In the community pharmacy setting, DUR is mandated by Federal Law (OBRA-90) for those patients receiving drugs through Medicaid. A review for preventable problems (pro-DUR) is a mandated component of this process. There are Federal mandates for resources to be used in creating the criteria used. The State agency administering Medicaid is also mandated to perform the quality review discussed above and called retro-DUR in this setting. DUR programs play a key role in helping managed health care systems understand, interpret, and improve the prescribing, administration, and use of medications. Employers and health plans find DUR programs valuable because the results are used to foster more efficient use of scarce health care resources. Pharmacists play a key role in this process because of their expertise in the area of pharmaceutical care. DURs afford the managed care pharmacist the opportunity to identify trends in prescribing within groups of patients such as those with asthma, diabetes, or high blood pressure.

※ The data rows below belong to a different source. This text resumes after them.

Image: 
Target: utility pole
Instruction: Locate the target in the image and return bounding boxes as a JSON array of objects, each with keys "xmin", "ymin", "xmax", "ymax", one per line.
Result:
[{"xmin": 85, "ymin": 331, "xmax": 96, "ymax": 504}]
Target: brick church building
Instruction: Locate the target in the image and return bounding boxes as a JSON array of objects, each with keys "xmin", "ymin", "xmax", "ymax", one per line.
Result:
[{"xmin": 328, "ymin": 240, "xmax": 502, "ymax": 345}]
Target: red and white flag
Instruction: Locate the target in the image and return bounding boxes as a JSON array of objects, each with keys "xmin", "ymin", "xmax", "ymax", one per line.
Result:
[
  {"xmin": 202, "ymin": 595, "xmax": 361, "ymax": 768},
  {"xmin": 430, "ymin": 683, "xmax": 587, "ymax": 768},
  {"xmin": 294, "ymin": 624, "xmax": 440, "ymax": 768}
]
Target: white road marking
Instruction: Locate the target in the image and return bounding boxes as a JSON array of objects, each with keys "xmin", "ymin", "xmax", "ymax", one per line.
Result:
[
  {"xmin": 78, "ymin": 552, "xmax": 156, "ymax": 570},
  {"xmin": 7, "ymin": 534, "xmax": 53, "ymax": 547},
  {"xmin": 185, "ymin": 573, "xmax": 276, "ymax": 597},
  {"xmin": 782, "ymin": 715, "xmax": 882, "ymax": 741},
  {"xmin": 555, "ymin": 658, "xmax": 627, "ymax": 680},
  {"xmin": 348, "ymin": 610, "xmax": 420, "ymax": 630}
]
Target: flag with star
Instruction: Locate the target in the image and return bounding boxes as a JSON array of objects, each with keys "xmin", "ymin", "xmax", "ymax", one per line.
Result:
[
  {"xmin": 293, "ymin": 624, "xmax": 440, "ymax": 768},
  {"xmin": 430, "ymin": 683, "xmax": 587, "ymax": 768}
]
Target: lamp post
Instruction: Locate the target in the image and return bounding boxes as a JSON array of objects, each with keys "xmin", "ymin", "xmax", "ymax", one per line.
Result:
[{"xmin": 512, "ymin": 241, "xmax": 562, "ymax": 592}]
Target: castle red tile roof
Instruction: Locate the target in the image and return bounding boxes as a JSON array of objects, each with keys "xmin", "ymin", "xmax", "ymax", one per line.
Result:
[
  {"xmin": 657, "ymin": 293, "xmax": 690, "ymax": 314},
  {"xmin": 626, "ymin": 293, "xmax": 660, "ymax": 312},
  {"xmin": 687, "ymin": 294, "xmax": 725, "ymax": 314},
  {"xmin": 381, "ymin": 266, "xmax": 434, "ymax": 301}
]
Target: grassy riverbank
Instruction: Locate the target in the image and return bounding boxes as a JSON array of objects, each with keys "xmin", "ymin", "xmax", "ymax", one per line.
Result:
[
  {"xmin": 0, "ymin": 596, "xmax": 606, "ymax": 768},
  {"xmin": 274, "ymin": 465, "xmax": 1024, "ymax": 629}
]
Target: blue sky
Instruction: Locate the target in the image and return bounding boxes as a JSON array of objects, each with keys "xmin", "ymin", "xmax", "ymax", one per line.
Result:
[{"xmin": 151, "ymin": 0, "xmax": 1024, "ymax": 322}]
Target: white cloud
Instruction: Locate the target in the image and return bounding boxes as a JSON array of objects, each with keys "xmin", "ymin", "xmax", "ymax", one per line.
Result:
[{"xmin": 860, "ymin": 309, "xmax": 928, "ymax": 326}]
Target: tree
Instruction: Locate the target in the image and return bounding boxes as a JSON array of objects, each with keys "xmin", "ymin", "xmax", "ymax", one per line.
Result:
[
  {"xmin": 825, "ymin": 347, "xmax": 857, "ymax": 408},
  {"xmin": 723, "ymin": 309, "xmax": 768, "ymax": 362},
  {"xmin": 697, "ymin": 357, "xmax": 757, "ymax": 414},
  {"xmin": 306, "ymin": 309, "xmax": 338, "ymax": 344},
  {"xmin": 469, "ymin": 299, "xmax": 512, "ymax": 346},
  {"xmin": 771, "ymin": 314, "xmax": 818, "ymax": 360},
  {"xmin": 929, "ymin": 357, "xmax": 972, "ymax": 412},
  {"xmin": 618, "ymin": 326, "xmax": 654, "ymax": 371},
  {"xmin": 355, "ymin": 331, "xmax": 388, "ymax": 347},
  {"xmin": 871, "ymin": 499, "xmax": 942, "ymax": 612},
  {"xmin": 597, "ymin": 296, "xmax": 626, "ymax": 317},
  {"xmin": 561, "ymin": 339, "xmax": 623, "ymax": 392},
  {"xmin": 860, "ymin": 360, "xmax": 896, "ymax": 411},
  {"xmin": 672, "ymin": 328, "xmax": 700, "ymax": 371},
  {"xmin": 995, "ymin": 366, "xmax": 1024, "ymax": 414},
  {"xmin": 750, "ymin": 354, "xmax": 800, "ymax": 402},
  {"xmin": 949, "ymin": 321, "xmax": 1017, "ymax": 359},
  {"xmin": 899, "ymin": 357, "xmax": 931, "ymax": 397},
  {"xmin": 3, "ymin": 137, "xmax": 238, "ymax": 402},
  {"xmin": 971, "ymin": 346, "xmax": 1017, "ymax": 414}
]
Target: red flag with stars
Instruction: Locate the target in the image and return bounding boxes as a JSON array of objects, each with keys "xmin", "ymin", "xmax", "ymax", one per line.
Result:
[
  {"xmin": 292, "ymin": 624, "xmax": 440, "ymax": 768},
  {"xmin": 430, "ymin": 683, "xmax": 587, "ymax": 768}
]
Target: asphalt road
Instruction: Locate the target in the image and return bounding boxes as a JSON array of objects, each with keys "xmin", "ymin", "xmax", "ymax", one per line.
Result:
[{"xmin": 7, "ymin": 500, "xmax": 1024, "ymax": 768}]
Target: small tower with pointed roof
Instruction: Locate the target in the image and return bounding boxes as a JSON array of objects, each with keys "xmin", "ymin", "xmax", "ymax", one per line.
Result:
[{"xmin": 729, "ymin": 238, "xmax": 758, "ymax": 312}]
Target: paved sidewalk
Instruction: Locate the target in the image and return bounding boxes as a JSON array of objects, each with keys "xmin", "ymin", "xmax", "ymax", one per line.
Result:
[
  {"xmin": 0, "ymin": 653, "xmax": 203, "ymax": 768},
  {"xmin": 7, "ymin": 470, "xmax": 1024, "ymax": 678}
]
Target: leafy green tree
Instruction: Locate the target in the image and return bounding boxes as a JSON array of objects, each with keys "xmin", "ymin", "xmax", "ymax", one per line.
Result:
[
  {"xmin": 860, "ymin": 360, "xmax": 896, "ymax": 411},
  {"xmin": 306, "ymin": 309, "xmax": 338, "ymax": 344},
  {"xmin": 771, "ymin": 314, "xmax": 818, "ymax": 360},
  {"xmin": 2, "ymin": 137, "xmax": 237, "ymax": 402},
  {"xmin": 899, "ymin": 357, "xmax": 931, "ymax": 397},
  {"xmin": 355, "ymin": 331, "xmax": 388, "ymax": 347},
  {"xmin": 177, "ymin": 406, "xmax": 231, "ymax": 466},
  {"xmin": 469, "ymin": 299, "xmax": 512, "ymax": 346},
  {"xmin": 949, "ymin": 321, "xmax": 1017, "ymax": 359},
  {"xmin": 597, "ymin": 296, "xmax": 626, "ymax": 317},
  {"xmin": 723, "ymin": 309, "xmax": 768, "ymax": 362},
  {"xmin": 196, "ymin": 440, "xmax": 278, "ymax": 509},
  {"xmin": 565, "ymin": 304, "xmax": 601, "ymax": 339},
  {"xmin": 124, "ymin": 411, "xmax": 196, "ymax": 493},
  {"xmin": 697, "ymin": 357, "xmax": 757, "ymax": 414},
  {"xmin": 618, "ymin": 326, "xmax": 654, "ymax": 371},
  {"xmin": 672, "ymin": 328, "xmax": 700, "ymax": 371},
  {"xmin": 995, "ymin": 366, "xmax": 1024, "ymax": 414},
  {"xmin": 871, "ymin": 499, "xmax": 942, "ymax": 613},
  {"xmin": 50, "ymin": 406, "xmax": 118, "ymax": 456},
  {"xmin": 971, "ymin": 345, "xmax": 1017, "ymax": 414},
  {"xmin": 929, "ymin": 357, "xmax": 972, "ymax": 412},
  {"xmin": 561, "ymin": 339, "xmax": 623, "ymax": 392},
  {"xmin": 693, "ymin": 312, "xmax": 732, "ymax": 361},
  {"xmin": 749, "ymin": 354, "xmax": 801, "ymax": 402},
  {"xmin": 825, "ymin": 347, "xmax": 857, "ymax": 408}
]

Pharmacists can then, in collaboration with other members of the health care team, initiate action to improve drug therapy for both individual patients and covered populations. DURs serve as a means of improving the quality of patient care, enhancing therapeutic outcomes, and reducing inappropriate pharmaceutical expenditures, thus reducing overall health care costs.
MUEs and DURs are classified into three categories: prospective, concurrent, and retrospective. In a prospective review, the evaluation of a patient's therapy is planned takes place before the medication is dispensed. In a concurrent review, the review is ongoing and the drug therapy is monitored during the course of treatment. In a retrospective MUE, the evaluation and review of the therapy occurs after the patient has received the medication. Specific elements addressed in each medication use evaluation are to
The success of each medication usage evaluations should be reviewed within a specific timeframe, whether it be three months, six months or a year.
Concurrent evaluation (collecting data during care delivery and sometimes as a component of the care process) is usually preferred over retrospective methods because it allows organizations to select relevant outcomes for collection rather than rely on outcomes routinely documented in patient medical records. For example, quality-of-life measures remain an infrequently documented measure in medical records. Only through concurrent evaluation can that outcome measure be reliably captured. Medications recently added to the formulary should be evaluated, especially if there is the potential for inappropriate use or adverse effects of concern. This review should occur 6 to 12 months after their addition to the formulary. High-cost, high-use, and problem prone medications also are good candidates for evaluation.